Our empirical findings are not an output of a black-box optimization process. Having said this, we also test the explanatory power of all the chosen economic indicators using machine-learning algorithms. We use algorithms such as Deep-learning, Logit, Random-Forest classifiers, K-nearest Neighbor, XGBoost, Extra Trees Classifier,and Support Vector Machine, to ensure that the choice of the indicators sufficiently discriminates the positive growth from negative growth signals in the forecast variables.
Our keyword algorithm predicts the US consumer sentiment
The S&P 500 predictions involve multi-equation models where some of the endogenous explanatory variables such as corporate profits and advance retail sales are themselves forecast using our proprietary models.

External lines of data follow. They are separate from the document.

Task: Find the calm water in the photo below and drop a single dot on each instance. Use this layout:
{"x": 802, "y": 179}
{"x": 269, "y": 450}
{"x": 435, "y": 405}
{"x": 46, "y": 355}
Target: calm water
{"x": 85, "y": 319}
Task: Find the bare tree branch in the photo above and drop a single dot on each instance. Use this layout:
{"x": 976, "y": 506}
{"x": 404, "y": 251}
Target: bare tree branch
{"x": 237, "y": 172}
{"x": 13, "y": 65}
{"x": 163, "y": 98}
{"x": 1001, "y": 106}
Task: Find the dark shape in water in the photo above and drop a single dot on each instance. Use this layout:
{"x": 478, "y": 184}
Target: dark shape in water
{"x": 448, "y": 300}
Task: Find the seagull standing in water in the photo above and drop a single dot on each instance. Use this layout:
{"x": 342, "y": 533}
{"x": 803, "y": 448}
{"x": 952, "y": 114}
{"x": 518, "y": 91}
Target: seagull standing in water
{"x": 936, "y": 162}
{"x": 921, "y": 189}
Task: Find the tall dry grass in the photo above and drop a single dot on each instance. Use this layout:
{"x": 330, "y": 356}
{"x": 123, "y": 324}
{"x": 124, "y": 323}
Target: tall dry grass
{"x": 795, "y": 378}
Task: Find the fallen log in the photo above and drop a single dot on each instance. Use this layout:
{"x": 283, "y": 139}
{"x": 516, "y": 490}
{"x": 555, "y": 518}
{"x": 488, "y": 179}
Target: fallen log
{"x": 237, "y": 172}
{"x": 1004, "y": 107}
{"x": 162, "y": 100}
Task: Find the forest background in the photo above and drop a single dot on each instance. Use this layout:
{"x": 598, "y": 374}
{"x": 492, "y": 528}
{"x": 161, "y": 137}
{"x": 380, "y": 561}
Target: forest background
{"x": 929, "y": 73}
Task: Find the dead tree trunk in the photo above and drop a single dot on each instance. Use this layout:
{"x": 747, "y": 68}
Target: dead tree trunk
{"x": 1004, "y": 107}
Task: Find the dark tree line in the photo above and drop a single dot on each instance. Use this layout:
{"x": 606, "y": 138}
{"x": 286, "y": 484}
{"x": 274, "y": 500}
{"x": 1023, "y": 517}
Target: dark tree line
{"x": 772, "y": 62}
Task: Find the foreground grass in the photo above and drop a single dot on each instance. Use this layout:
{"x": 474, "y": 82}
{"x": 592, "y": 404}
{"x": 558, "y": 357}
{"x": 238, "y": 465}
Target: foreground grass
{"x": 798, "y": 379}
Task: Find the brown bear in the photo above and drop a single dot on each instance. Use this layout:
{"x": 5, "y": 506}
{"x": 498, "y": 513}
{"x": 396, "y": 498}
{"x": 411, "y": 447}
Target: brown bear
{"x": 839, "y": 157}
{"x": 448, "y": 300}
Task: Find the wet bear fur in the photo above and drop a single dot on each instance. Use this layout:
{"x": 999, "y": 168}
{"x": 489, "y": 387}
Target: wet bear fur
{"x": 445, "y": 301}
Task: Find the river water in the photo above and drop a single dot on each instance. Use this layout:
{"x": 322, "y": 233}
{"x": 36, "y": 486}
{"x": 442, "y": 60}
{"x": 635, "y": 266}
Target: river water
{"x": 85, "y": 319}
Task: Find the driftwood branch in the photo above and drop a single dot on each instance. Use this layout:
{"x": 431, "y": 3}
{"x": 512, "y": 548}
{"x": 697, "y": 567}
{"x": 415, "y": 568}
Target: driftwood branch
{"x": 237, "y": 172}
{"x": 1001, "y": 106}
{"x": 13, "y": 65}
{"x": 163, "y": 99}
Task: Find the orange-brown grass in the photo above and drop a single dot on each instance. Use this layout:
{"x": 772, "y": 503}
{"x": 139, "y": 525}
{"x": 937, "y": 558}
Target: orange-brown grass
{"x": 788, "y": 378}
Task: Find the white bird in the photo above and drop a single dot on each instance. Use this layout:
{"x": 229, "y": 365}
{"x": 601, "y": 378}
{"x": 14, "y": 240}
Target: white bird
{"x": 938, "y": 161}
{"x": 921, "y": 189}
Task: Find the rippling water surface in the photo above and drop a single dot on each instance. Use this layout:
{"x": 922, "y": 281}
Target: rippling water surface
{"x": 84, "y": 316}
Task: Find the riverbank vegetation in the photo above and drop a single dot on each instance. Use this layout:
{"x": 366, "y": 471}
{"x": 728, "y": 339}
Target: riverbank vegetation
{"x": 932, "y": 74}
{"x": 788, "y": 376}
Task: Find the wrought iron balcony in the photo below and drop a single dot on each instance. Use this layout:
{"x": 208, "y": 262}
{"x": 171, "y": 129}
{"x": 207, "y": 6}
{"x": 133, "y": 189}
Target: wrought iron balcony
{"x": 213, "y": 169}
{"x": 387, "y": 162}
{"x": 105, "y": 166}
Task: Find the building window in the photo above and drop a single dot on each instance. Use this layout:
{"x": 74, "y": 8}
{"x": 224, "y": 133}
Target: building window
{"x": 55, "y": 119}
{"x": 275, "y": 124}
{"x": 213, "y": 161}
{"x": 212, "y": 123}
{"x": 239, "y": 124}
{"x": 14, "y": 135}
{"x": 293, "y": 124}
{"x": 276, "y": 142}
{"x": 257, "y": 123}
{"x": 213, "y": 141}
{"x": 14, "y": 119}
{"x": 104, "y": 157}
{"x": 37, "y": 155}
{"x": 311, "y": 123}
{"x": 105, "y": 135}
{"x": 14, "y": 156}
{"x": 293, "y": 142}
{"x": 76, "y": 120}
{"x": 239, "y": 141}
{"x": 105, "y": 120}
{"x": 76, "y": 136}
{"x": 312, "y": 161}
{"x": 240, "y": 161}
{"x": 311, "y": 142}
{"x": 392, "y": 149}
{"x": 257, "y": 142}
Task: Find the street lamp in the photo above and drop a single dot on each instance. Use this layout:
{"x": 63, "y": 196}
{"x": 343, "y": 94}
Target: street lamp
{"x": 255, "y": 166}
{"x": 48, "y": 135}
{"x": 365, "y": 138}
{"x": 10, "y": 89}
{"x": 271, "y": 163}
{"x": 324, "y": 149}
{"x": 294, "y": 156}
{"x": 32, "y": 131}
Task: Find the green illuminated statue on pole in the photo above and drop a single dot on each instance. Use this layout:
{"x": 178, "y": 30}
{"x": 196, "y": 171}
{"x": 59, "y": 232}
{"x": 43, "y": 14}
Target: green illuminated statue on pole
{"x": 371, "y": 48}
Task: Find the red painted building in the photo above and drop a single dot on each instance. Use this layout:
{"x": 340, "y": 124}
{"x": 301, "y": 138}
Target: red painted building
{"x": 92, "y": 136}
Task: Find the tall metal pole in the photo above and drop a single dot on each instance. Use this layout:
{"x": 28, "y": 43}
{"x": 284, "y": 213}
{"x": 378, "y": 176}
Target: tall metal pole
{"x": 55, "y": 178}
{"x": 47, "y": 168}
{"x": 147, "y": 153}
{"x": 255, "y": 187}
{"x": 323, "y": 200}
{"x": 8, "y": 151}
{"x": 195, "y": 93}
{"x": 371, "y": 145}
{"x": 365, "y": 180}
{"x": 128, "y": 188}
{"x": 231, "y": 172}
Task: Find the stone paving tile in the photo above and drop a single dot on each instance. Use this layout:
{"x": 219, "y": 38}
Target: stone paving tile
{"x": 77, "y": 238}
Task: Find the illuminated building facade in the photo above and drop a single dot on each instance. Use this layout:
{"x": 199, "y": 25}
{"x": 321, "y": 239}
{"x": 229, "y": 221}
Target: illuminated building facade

Our models employ a totally original set of ‘keyword-based indicators. To the best of our knowledge, these indicators have never been used before. These indicators seem to capture the fluctuations in consumer tendencies rather well. Our models adjust all these indicators for seasonal variations. Thus, any changes in consumer tendencies due to various seasonal factors are taken into account.
The model outputs shown in this blog are point forecasts computed on the date shown in the graphs. They should be viewed as positive or negative signals for the direction where the markets are headed. The confidence intervals with regard to the accuracy of the forecasts refer to a wider range of possible outcomes. Depending on various irregular events/news, the actual outcome can be closer to the lower or upper confidence bound.